# Equine Shivers?



## Lonannuniel (Jun 13, 2008)

I am currently looking for a horse to buy.
I found one absolutly BEAUTIFUL warmblood, dapple grey, 16.2, loads of experience, he is worth $15,000 and the owners are selling him for $5 000 !!
The only problem is that he has shivers...which sort of put a hault on buying him. My trainer is calling the vet, and we are taking him for a 30 day trial so we see how he is with some meds and some usual excersize. 
I would like to know more, does anyone know anything about shivers?
I've searched online and didn't find too much. 
Is equine shivers something i should be worried about while buying a horse, or is it something manageable that won't effect his preformance and overal health in the long run?


----------



## tealamutt (Aug 21, 2009)

Lonannuniel said:


> I am currently looking for a horse to buy.
> I found one absolutly BEAUTIFUL warmblood, dapple grey, 16.2, loads of experience, he is worth $15,000 and the owners are selling him for $5 000 !!
> The only problem is that he has shivers...which sort of put a hault on buying him. My trainer is calling the vet, and we are taking him for a 30 day trial so we see how he is with some meds and some usual excersize.
> I would like to know more, does anyone know anything about shivers?
> ...



It really depends on what you want to use him for. Shivers is a neurologic condition which is somewhat controversial and much debated about. It is a progressive degenerative disease so unless you want to use him sort of lightly and short term, probably not the best horse for you. Also, people will tell you "my horse is worth $x,000". Anything in life is only worth what you are getting cash in hand for. If someone is actually handing them $15 grand then that is what he is worth.
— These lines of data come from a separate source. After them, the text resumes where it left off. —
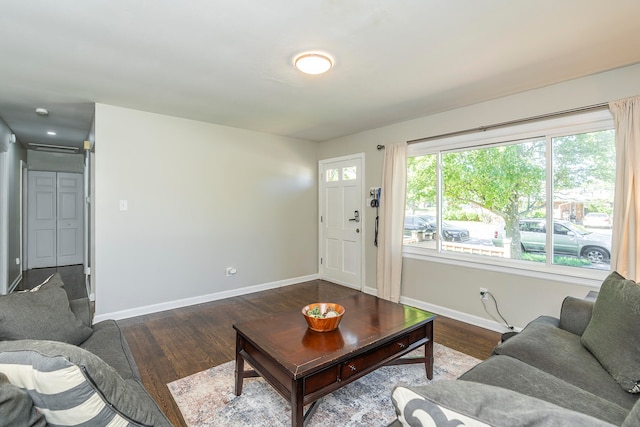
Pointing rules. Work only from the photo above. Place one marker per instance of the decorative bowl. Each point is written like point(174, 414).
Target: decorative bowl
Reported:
point(323, 324)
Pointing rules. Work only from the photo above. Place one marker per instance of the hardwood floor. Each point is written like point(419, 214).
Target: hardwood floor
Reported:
point(174, 344)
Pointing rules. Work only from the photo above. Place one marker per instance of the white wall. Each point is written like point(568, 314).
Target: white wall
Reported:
point(201, 198)
point(454, 290)
point(10, 208)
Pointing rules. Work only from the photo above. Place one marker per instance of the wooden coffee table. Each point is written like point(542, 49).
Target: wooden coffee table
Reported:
point(303, 365)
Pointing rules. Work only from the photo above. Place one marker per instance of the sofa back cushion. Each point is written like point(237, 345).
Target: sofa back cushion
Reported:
point(42, 313)
point(613, 331)
point(71, 386)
If they have to pay someone to adopt him out, that is what he is worth. Make sure he's also been checked for roaring since the two often go together.


----------



## Jillyann (Mar 31, 2009)

What is roaring? I have never heard of that, or Shivers. :lol::?


----------



## shesinthebarn (Aug 1, 2009)

We put a horse down because of shivers a few years a go. He was a 17yr old standardbred. He declined pretty quickly after diagnosis - muscle wasting and loss of coordination in his limbs. 
I'd be carefull - the horse may seem OK now, but they can turn quickly.


----------



## mom2pride (May 5, 2009)

I would likely steer clear of a horse with a neurological condition like this; you are not gaurenteed to be able to keep it undercontrol, or from progressing, potentially inhibiting the amount of time you will have with the horse.


----------



## tealamutt (Aug 21, 2009)

Jillyann, roaring is a condition in which damage to a nerve reduces their ability to fully open their trachea when breathing so they make a very loud, roaring noise.


----------



## Echo (Oct 4, 2009)

Shivers is a progressive problem, the horse will never get better, only worse I had a horse on loan for a time with shivers - eventually my farrier refused to shoe him on the hinds as it was dangerous for the farrier. 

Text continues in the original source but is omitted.